Please take time to dig through the PSPS archives and read his posts. He offered much and they truly reflect his essence. We will continue post and write and hopefully will be blessed by his kind spirit and educational wisdom.

Today the world lost a father, husband, friend, sport psych coach, teacher, son, collaborator, colleague, and many more things. God bless.

10/12/2011 addition: If you would like to support the Kingston family in this time of loss, please visit: . Thank you.

Words shared by Adam Naylor at Dr. Kingston’s memorial service 10/21/2011:

Ed laughed at my jokes. My wife reminds me regularly that I’m not that funny. So I suspect that Ed laughed at all of your jokes as well… that big, booming, grandiose laugh.
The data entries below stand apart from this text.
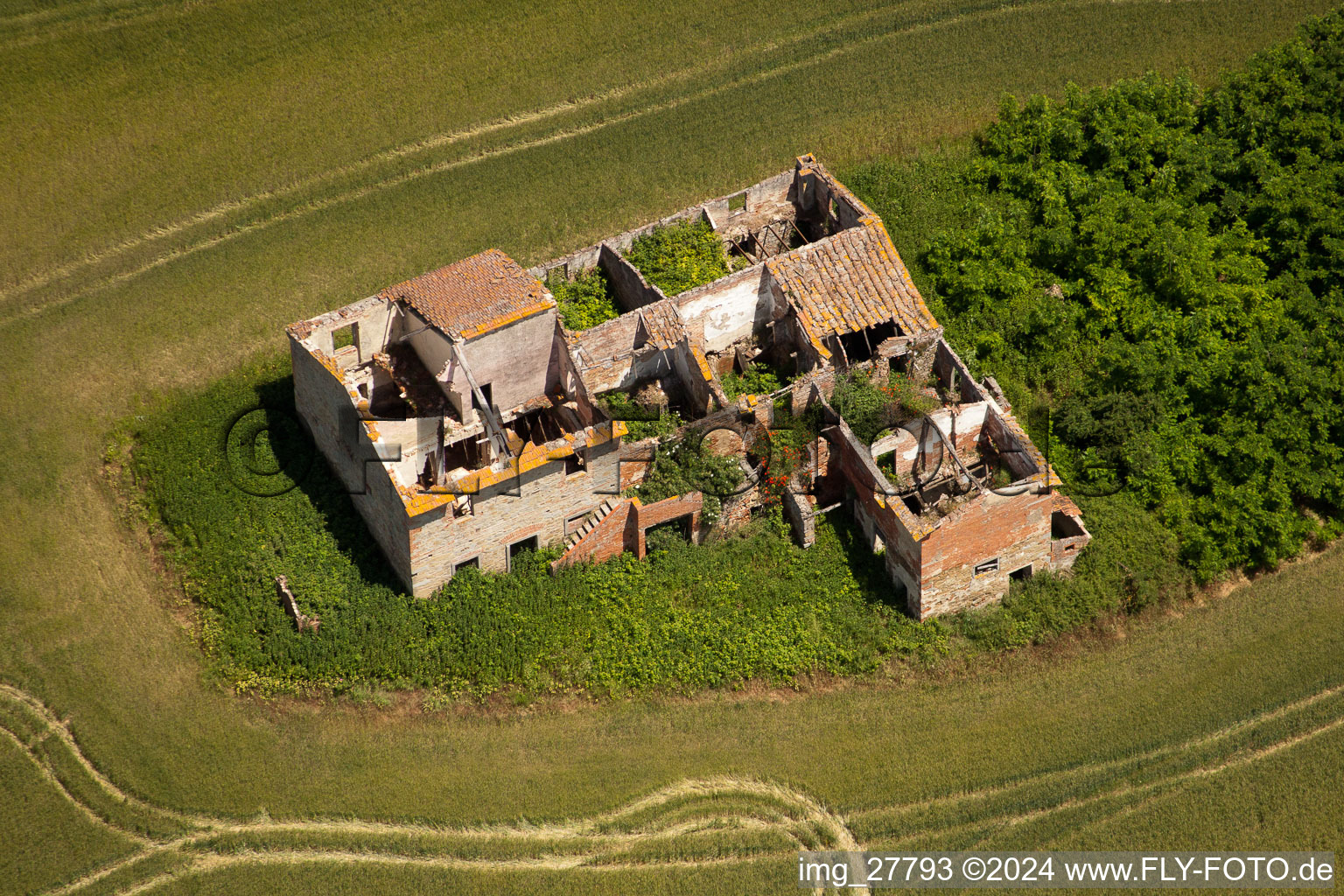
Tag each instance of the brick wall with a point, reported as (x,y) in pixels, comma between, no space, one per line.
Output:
(1012,529)
(613,535)
(326,407)
(631,289)
(538,502)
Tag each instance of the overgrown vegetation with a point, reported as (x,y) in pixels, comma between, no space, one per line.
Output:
(747,606)
(584,301)
(641,422)
(872,407)
(679,256)
(757,381)
(1164,266)
(1161,265)
(84,621)
(687,465)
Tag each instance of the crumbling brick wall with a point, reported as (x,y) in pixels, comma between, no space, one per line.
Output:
(326,409)
(1013,531)
(538,502)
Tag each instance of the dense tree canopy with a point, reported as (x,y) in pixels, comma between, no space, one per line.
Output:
(1161,265)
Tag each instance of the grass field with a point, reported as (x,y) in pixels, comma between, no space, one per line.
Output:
(186,178)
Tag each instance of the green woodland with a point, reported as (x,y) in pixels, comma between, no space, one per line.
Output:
(1152,273)
(1161,266)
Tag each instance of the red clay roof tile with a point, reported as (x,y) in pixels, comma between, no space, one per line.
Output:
(473,296)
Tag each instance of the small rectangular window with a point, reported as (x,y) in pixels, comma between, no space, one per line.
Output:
(344,338)
(531,543)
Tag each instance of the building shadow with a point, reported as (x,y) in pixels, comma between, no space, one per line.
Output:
(298,456)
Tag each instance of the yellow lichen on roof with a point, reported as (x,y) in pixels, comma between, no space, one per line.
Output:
(474,296)
(848,283)
(488,326)
(531,457)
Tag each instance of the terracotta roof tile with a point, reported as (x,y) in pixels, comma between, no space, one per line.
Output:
(473,296)
(663,323)
(851,281)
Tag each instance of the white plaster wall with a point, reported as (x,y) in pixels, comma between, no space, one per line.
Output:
(729,308)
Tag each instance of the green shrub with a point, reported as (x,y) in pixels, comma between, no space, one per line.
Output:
(870,409)
(750,605)
(757,381)
(686,465)
(679,256)
(1161,266)
(584,301)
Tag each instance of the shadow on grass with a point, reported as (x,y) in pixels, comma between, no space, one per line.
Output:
(318,484)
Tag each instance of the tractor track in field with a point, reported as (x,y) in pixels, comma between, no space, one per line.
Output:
(200,844)
(440,141)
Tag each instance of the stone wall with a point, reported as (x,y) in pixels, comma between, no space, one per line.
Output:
(631,289)
(326,409)
(536,502)
(1013,531)
(719,313)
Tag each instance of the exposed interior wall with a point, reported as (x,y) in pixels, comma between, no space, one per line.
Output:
(538,502)
(631,289)
(697,381)
(874,509)
(1013,531)
(730,308)
(674,508)
(1019,458)
(326,409)
(514,360)
(606,359)
(752,207)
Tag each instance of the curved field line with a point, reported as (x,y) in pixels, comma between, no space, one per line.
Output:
(782,810)
(436,168)
(416,147)
(120,17)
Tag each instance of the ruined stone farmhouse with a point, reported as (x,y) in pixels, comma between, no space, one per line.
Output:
(468,424)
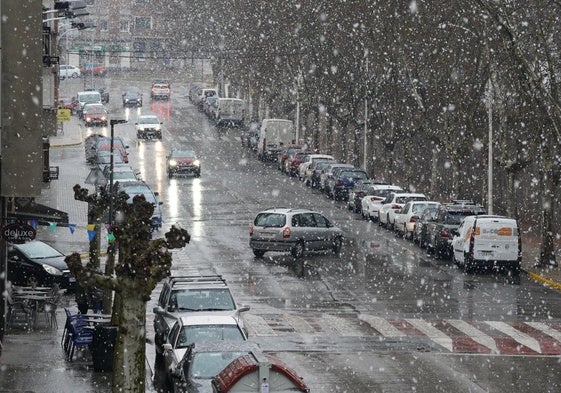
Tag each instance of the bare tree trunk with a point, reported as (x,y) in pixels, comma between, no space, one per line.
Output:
(129,372)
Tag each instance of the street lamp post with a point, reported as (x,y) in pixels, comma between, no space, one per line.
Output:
(110,263)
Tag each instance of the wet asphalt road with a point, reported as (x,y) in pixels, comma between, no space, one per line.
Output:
(383,317)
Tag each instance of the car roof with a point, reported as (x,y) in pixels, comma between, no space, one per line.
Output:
(225,346)
(207,318)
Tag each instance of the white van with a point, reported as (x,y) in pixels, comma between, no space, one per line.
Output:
(229,112)
(489,242)
(273,135)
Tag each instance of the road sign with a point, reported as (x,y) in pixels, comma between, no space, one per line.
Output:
(63,115)
(18,233)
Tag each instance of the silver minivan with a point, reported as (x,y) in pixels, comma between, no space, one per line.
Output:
(294,230)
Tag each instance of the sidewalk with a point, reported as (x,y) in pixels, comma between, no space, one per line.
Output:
(33,361)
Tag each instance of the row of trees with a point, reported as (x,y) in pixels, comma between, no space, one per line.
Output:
(431,79)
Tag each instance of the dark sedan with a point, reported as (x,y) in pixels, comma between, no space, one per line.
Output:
(132,99)
(38,264)
(183,161)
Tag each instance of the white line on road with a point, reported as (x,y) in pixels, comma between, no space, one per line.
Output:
(517,335)
(475,334)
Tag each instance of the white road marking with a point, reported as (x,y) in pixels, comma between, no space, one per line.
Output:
(475,334)
(433,333)
(517,335)
(381,325)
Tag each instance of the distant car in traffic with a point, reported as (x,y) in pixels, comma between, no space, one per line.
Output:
(132,99)
(148,127)
(294,230)
(36,263)
(183,161)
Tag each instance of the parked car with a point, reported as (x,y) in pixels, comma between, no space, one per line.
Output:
(358,191)
(121,173)
(285,152)
(148,127)
(161,90)
(68,71)
(488,243)
(203,361)
(448,218)
(294,230)
(326,178)
(310,158)
(96,70)
(191,295)
(345,179)
(250,135)
(394,203)
(68,103)
(133,188)
(193,329)
(183,161)
(36,263)
(406,218)
(95,115)
(293,161)
(374,198)
(132,99)
(420,234)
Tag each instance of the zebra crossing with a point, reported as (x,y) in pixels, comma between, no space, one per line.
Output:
(450,335)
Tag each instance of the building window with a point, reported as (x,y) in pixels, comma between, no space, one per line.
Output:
(142,23)
(124,26)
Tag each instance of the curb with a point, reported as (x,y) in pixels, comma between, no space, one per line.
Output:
(544,280)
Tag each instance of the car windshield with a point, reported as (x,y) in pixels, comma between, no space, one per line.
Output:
(183,153)
(38,250)
(200,333)
(206,365)
(273,220)
(148,120)
(207,299)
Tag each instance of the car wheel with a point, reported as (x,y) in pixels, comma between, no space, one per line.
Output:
(298,250)
(337,246)
(258,253)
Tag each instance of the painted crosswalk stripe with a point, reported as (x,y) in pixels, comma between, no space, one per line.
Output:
(556,334)
(381,325)
(517,335)
(475,334)
(257,326)
(342,326)
(433,333)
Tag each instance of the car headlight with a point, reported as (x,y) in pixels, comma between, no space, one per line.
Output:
(53,271)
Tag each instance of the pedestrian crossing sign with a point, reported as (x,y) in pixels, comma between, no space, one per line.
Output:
(63,115)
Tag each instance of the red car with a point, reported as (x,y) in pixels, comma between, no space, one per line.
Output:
(293,161)
(68,103)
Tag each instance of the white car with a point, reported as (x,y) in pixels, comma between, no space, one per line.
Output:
(405,219)
(372,201)
(393,203)
(488,242)
(68,71)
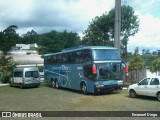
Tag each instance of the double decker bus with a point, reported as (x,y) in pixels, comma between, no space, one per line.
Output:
(90,69)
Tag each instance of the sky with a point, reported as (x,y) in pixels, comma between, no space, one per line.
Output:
(75,15)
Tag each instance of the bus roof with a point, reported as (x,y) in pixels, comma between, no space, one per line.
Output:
(72,49)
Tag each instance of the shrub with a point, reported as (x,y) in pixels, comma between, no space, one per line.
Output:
(5,79)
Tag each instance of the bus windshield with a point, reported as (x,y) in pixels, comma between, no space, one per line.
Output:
(110,71)
(105,54)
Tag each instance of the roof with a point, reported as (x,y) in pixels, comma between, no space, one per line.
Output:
(81,48)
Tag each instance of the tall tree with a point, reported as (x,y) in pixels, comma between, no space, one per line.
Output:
(6,66)
(155,65)
(8,38)
(136,63)
(101,30)
(30,37)
(56,41)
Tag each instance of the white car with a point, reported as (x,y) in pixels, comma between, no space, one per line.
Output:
(148,87)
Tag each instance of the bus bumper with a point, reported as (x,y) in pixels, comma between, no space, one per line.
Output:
(107,88)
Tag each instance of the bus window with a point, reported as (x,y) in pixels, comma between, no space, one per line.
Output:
(87,56)
(106,55)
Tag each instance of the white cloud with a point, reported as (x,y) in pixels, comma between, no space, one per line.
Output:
(149,33)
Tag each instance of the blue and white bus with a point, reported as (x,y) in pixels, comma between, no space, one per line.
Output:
(90,69)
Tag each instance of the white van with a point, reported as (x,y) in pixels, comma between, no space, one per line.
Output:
(25,77)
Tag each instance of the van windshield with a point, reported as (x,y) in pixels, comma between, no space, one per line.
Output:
(32,74)
(18,74)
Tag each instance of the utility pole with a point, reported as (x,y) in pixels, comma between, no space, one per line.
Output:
(117,25)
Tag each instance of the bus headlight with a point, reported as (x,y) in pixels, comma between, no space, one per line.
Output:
(99,86)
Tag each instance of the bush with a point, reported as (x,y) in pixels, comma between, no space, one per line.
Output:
(5,79)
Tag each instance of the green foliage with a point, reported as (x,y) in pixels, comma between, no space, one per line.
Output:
(5,79)
(56,41)
(8,38)
(30,37)
(136,63)
(149,59)
(101,29)
(155,65)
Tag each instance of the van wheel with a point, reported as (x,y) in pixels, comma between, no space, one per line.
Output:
(158,96)
(132,93)
(53,84)
(21,86)
(84,88)
(57,86)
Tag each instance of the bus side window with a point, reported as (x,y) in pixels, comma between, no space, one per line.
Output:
(59,60)
(64,58)
(87,56)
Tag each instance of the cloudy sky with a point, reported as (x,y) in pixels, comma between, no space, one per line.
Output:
(75,15)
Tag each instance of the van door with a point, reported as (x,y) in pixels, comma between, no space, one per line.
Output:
(18,77)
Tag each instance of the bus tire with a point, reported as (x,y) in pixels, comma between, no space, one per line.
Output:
(53,83)
(84,88)
(56,83)
(21,86)
(11,84)
(158,96)
(132,94)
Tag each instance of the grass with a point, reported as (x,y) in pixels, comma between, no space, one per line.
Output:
(46,98)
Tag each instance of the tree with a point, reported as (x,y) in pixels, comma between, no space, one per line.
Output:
(56,41)
(30,37)
(155,65)
(6,67)
(101,30)
(8,38)
(136,62)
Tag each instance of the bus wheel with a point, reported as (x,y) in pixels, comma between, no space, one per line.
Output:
(84,88)
(11,84)
(132,93)
(57,86)
(21,86)
(158,96)
(53,83)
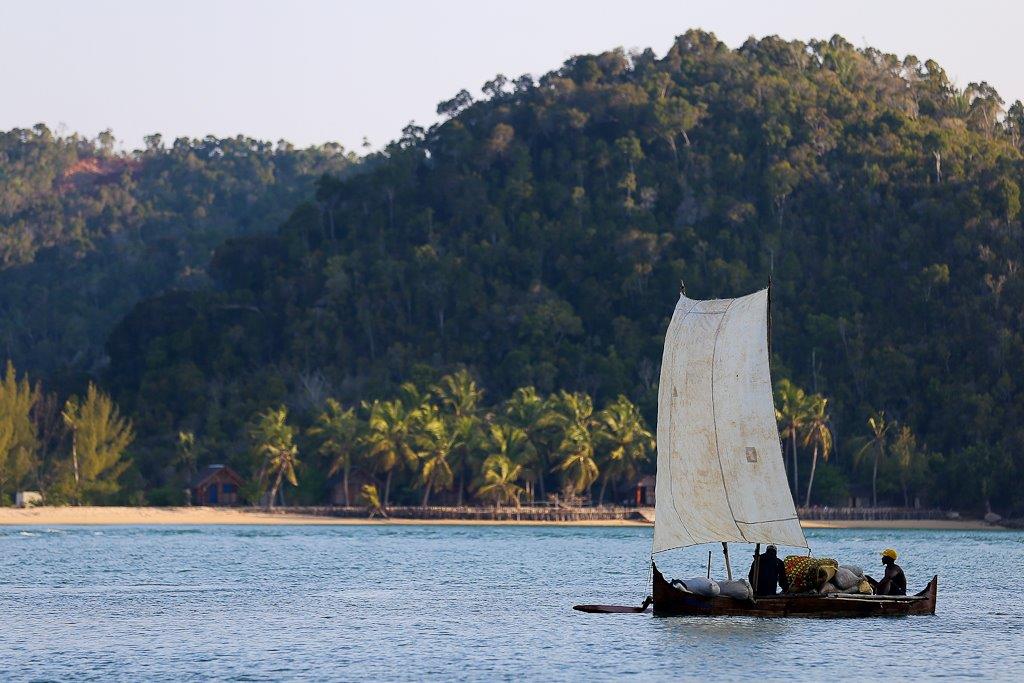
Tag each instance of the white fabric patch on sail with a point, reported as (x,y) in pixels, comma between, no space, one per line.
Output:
(720,471)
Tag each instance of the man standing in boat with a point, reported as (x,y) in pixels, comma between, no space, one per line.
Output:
(767,572)
(894,581)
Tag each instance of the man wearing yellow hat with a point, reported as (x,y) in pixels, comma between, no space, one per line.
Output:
(894,582)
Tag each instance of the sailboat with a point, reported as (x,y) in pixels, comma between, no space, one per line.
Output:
(721,478)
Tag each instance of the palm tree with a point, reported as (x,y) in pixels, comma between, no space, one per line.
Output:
(791,412)
(817,434)
(187,454)
(388,438)
(274,439)
(371,498)
(526,410)
(908,459)
(625,439)
(500,476)
(573,417)
(460,396)
(435,439)
(876,443)
(338,431)
(511,441)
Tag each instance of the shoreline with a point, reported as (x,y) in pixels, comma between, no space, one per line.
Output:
(202,516)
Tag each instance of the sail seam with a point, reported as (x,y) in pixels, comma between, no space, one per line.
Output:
(714,416)
(672,419)
(767,521)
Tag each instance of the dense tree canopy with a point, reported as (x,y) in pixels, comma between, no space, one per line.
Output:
(540,236)
(86,231)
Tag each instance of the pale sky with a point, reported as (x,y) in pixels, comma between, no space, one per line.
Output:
(311,71)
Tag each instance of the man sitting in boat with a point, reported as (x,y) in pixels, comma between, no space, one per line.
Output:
(767,572)
(894,581)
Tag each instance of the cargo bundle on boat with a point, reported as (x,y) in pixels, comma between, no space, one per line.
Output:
(721,478)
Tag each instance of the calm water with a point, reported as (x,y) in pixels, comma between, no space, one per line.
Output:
(442,602)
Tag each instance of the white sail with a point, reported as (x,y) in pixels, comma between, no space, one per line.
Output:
(720,471)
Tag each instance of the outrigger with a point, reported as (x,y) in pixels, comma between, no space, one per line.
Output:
(720,472)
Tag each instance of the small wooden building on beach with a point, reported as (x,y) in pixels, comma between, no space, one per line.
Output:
(643,495)
(216,484)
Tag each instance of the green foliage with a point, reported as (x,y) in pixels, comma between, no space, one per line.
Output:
(86,232)
(98,436)
(273,439)
(537,238)
(18,443)
(500,476)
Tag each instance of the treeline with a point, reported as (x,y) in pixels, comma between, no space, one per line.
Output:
(72,450)
(444,441)
(538,237)
(86,230)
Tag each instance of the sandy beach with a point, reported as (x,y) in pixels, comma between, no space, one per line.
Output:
(203,515)
(56,516)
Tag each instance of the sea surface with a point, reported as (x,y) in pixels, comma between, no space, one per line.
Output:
(391,603)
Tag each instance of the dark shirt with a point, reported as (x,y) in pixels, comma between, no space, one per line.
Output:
(770,574)
(894,583)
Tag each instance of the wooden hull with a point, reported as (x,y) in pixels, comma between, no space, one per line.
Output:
(670,601)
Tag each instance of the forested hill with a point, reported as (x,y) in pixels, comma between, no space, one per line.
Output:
(539,236)
(87,231)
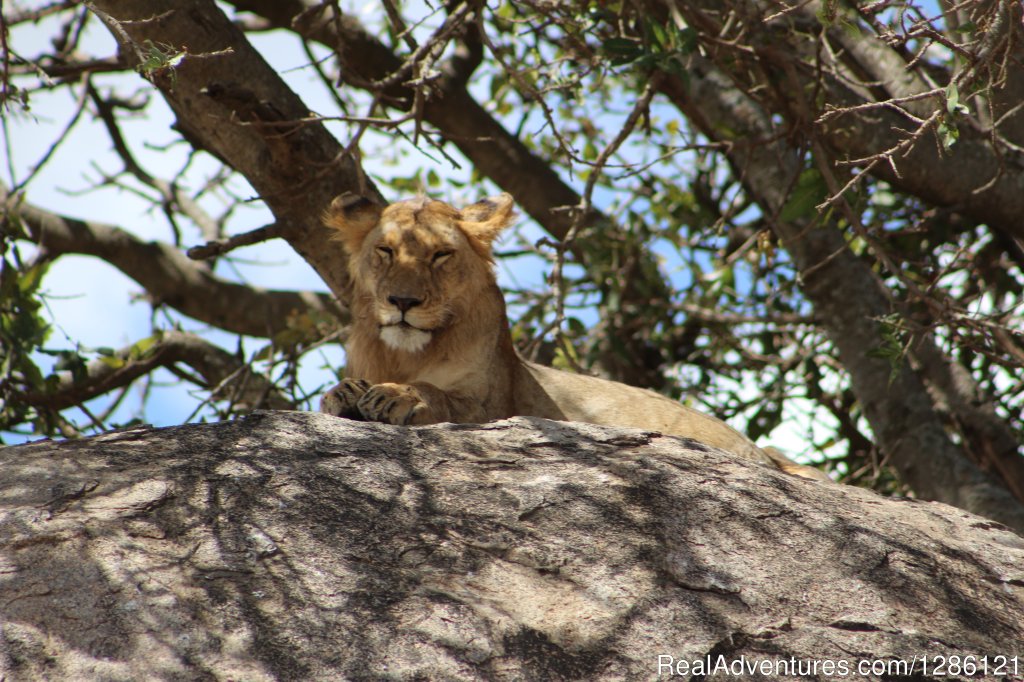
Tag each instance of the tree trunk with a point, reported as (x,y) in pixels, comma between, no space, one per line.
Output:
(300,546)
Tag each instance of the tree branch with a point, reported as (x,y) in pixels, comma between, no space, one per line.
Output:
(228,101)
(167,275)
(231,379)
(897,406)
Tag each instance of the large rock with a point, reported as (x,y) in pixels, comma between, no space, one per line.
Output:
(300,546)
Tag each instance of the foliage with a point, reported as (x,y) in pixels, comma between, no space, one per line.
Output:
(675,268)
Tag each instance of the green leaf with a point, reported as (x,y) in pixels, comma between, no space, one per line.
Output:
(810,190)
(948,132)
(141,348)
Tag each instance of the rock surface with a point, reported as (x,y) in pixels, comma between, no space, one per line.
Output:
(297,546)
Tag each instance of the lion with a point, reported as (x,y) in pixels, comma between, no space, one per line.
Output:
(430,338)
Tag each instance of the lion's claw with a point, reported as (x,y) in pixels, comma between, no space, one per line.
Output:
(391,403)
(342,400)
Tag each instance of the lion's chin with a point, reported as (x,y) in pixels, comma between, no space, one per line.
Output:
(403,337)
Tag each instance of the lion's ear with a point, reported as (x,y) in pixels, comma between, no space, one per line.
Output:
(352,216)
(485,219)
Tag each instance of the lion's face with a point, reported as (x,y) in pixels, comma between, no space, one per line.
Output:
(418,264)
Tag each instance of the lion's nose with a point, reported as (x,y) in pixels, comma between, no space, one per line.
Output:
(403,303)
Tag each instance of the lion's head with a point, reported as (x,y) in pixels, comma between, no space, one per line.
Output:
(418,266)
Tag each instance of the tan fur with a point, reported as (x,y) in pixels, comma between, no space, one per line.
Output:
(430,341)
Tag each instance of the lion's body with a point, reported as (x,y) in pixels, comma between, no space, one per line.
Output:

He was a big man that brought his own form of grace to life. He was a doctor in the sport sciences, but preferred being known as “coach” to the Blue Thunder. When he could have adopted one of Boston’s title bound teams, he remained loyal to the Irish… and his friends worried. When you came over for burgers and franks, he lovingly prepared you a special Southwestern or blue ribbon All-American burger that he had been dreaming about creating all week. Humble, loyal, and passionate towards you and the simple things.

Simple things, but not trivial. While we all look toward the horizon and achievements that lie ahead, Ed never lost focus on the family in front of him. Jack and Reese: play with you at home, on the fields, and around the stadiums were your father’s World Cups. Laura: a romance that spanned from the Pacific to Atlantic and back again highlights the tie that binds. Sitting on a dock of Lake Padden he reminded you that life was about moving forward towards dreams, while fence sitting was hard on the butt and spirit. Play, adventure together, and love took center stage in the story of Ed Kingston.

Ed was a lot of things. Looking over the many memories and reflections of the past two weeks it was clear that Ed was much to many people. Friend, mentor, coach, student, teacher, son, father, husband. For a guy that never sought out the spotlight… our focus of attention shined bright on him. Once you met Ed, you wanted to hang on to him. Life just seemed a bit better when you understood the world according to Ed. We all can use a little Ed in our lives each day.

10/29/2011 addition: Some of Dr. Ed Kingston’s collected writings are now available at  All proceeds from sales go to the Ed Kingston Memorial Fund.


The Choke’s On You

Terry Francona drove away from the Red Sox clubhouse September 30th part of what’s being labeled the biggest choke in baseball history. Good for him. He’s not the first and certainly won’t be the last that was yoked with choking in a public eye. That’s sports… that’s the sports that we love to watch, we love to Monday-morning quarterback, and we love to compete in.

To be great. You must risk the label of “choker.” If you are ducking tough competition or playing outside of the public eye you are probably pretty safe… choke-free.

It’s humbling… but to compete in the public eye and in competitions that “matter” you must be willing to run the risk of wearing the label of “choker.” Sometimes the label is accurate and it’s time to get your mental game in order. Sometimes it’s foolish fans having “fun” and not appreciating that at the highest levels, good play may not be good enough. This being said, most times being willing to live with whatever label may follow an event leads to confident, committed, and successful play.

The choke may be on you… if it is, you took on a challenging and meaningful opponent. Welcome to the big leagues.